On 20 May 2020 the Government put the Corporate Insolvency and Governance Bill 2019-21 (the "Bill") before Parliament.
The Bill contains a number of measures relating to both insolvency proceedings and corporate governance, for the most part intended to provide companies and their directors with greater protection and flexibility during the COVID-19 crisis. It remains to be seen to what extent the Bill will be amended during its passage through Parliament. However, in its present form it contains some potentially significant provisions, which are likely to be of interest to a range of businesses. A number of these measures have been publically announced by the Government, and so it is expected that they will be a part of the final legislation.
This note sets out a brief summary of the Bill's key provisions in relation to insolvency proceedings.
The Bill contains a new form of company moratorium (the "New Moratorium"), which can be obtained by companies to protect against actions by their creditors. Once in place, creditors will be prevented from commencing or continuing legal proceedings, enforcing security, bringing winding up petitions, or seeking to appoint administrators. Conversely, the company will be significantly restricted in the actions that it can take during the period of the New Moratorium.
A company is eligible to seek such a moratorium unless it falls within one of the categories of exempted types of company and/or is or has been subject to a moratorium or insolvency proceedings in the past twelve months. It is worth noting that, for these purposes, "insolvency proceedings" include both Creditors' Voluntary Arrangements and the presentation of a winding up petition which is not withdrawn. If the company is currently subject to a winding up petition then the Court must also be satisfied that a moratorium for the company would achieve a better result for the company’s creditors as a whole than would be likely if the company were wound up.
In order to obtain a New Moratorium the directors of the company must apply to the Court. A "qualified person" (an Insolvency Practitioner) must support the application and, if the New Moratorium is granted, act as a "monitor" of the company during the period of the New Moratorium. Once granted, the New Moratorium will last for an initial period of 20 business days. This can be extended by a further 20 business days at the directors' discretion (provided that they are satisfied and confirm to the court that the relevant requirements are met). Any further extensions require the agreement of the company's creditors, or an application to the Court.
Statutory Demands and Winding Up Petitions
The Bill prohibits the filing of winding up petitions in respect of statutory demands made during the "relevant period" (i.e. between 1 March and at least 30 June 2020).
Creditors are also prohibited from filing winding up petitions against a company unless they believe, and are willing to confirm to the Court, that either:
- coronavirus has not had a financial effect on the company against which they are bringing the petition, or;
- the facts by reference to which the relevant ground applies would have arisen even if coronavirus had not had a financial effect on the company.
Further, any winding up orders made on or after 27 April, but prior to the legislation coming into force, will be void.
Suspension of Wrongful Trading
The Bill provides that, when calculating a director's liability for any negative change in a company's financial position as a result of wrongful trading, there will be a presumption that the directors of a company are not responsible for any worsening of its financial position during the period 1 March 2020 to at least 30 June 2020.
It should be noted that this is a limited protection, relating only to directors' potential liability for wrongful trading.

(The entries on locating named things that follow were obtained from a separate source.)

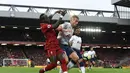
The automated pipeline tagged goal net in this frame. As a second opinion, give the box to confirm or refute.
[3,59,28,67]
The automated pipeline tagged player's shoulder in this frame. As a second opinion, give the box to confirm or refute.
[62,22,71,25]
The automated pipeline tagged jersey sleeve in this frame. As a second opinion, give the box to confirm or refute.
[41,24,53,33]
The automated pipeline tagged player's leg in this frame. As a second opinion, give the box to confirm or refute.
[74,49,85,73]
[57,48,68,73]
[39,50,57,73]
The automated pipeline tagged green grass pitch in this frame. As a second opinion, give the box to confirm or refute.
[0,67,130,73]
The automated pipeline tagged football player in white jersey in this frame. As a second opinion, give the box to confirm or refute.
[69,28,85,73]
[57,15,79,73]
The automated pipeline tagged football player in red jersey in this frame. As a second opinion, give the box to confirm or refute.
[39,11,68,73]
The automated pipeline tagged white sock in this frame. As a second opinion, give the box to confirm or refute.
[67,61,74,69]
[80,66,85,73]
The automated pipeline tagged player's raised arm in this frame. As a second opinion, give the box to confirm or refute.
[50,11,66,29]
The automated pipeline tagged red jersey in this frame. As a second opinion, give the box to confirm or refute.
[40,23,59,50]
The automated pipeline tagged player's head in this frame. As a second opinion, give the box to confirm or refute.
[90,47,93,51]
[74,27,80,35]
[70,15,79,27]
[39,13,50,23]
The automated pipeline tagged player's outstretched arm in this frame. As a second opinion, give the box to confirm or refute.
[52,11,66,29]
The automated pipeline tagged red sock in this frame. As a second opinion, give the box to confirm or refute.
[60,59,67,72]
[39,63,57,73]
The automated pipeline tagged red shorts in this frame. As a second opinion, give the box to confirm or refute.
[45,47,64,57]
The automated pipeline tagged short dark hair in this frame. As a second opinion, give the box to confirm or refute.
[39,13,50,23]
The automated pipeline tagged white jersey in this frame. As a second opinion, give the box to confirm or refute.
[58,22,74,45]
[88,50,96,58]
[69,35,82,50]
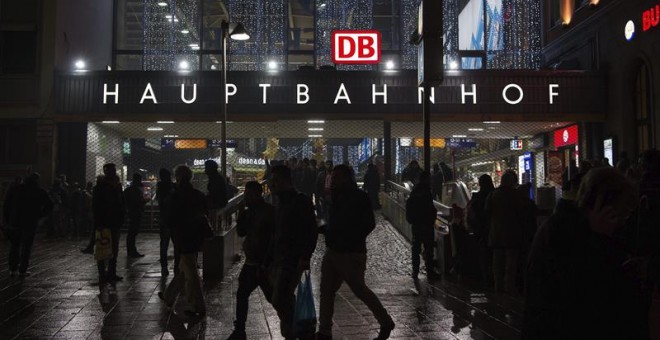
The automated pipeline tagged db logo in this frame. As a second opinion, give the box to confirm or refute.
[332,30,381,64]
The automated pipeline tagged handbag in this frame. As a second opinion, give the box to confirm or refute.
[94,228,113,261]
[293,270,316,339]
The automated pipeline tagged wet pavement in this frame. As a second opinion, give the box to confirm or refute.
[0,218,523,339]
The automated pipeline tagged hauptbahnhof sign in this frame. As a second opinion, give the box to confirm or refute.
[55,70,606,120]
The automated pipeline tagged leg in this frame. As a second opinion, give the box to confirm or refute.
[504,249,518,294]
[18,226,37,273]
[339,253,394,328]
[412,236,422,277]
[493,248,505,292]
[181,253,206,314]
[319,249,344,336]
[234,265,259,331]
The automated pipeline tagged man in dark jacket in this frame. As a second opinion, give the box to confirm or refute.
[317,165,394,340]
[158,165,207,316]
[406,171,440,279]
[266,165,318,339]
[4,173,53,276]
[229,181,275,340]
[92,163,125,282]
[124,174,147,258]
[522,168,648,339]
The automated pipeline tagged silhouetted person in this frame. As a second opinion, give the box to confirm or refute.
[158,165,207,316]
[229,181,275,340]
[204,159,227,210]
[124,174,147,258]
[522,168,648,339]
[269,165,318,339]
[486,170,523,294]
[156,169,179,276]
[92,163,125,283]
[406,171,440,279]
[3,173,53,276]
[317,165,394,339]
[431,164,445,202]
[466,174,495,285]
[363,163,380,209]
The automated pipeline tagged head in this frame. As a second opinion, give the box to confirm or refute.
[245,181,264,207]
[131,173,142,187]
[331,164,356,193]
[174,164,192,186]
[269,165,293,194]
[103,163,117,178]
[158,168,172,182]
[479,174,495,191]
[204,159,218,177]
[500,170,518,189]
[577,168,638,236]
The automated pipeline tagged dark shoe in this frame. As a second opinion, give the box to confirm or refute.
[106,274,124,282]
[227,329,247,340]
[374,321,394,340]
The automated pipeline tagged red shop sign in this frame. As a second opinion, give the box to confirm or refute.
[555,125,578,148]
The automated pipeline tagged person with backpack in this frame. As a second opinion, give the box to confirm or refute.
[406,171,440,280]
[317,165,395,340]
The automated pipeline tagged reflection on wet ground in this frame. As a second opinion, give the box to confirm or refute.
[0,218,523,339]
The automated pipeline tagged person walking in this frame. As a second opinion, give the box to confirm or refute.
[406,171,440,280]
[317,165,395,340]
[228,181,275,340]
[3,173,53,277]
[362,163,380,209]
[124,173,147,258]
[156,169,179,276]
[466,174,495,286]
[92,163,125,283]
[158,165,207,317]
[266,165,318,339]
[485,170,524,294]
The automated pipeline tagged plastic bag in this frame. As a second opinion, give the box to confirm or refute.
[293,271,316,338]
[94,228,112,261]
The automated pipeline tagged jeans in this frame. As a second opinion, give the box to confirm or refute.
[9,226,37,273]
[234,264,272,330]
[493,248,519,293]
[97,226,121,277]
[163,253,206,313]
[319,248,393,336]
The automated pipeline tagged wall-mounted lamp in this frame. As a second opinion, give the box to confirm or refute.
[559,0,575,27]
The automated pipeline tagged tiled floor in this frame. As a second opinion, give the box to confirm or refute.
[0,218,522,340]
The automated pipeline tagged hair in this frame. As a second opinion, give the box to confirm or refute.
[270,164,292,183]
[500,170,518,188]
[576,168,638,210]
[174,164,193,183]
[245,181,264,193]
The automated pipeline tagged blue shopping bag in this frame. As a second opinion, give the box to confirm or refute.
[293,270,316,338]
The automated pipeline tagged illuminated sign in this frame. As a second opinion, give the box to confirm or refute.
[554,125,578,148]
[642,4,660,32]
[331,30,382,64]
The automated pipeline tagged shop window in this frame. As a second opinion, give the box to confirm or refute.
[635,64,655,152]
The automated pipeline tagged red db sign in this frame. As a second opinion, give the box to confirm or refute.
[332,30,381,64]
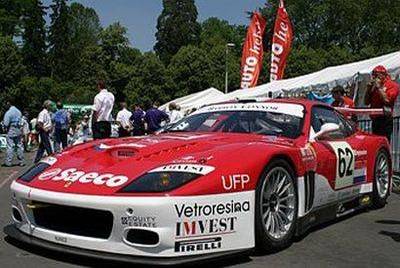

It does not have any impact on directors' duties generally, or on liability for fraudulent trading, for example. However, it should give directors a degree of comfort for continuing to trade their businesses whilst at risk of becoming insolvency due to the ongoing crisis.
Restrictions on termination of contracts for supply of goods and services
Potentially the most widely significant measure in the Bill is the proposed restrictions on contractual rights of third parties to terminate contracts for the supply of goods and services in the event that a company becomes subject to insolvency proceedings.
Under the Bill, subject to a temporary exemption for certain small suppliers, contractual provisions allowing a supplier of goods and services to terminate the contract upon their counterparty becoming subject to insolvency proceedings (and other provisions triggered on insolvency) will cease to have effect upon the counterparty becoming subject to a moratorium or insolvency proceedings.
Where this occurs, the supplying party will only be able to terminate the contract with the consent of the relevant office holder or the company, or with the permission of the Court. It also prohibits the suppliers from withholding further supplies pending payment of outstanding debts, or taking any steps in relation to those historic arrears. However, any further supplies made during the moratorium or insolvency proceedings will have to be paid in full.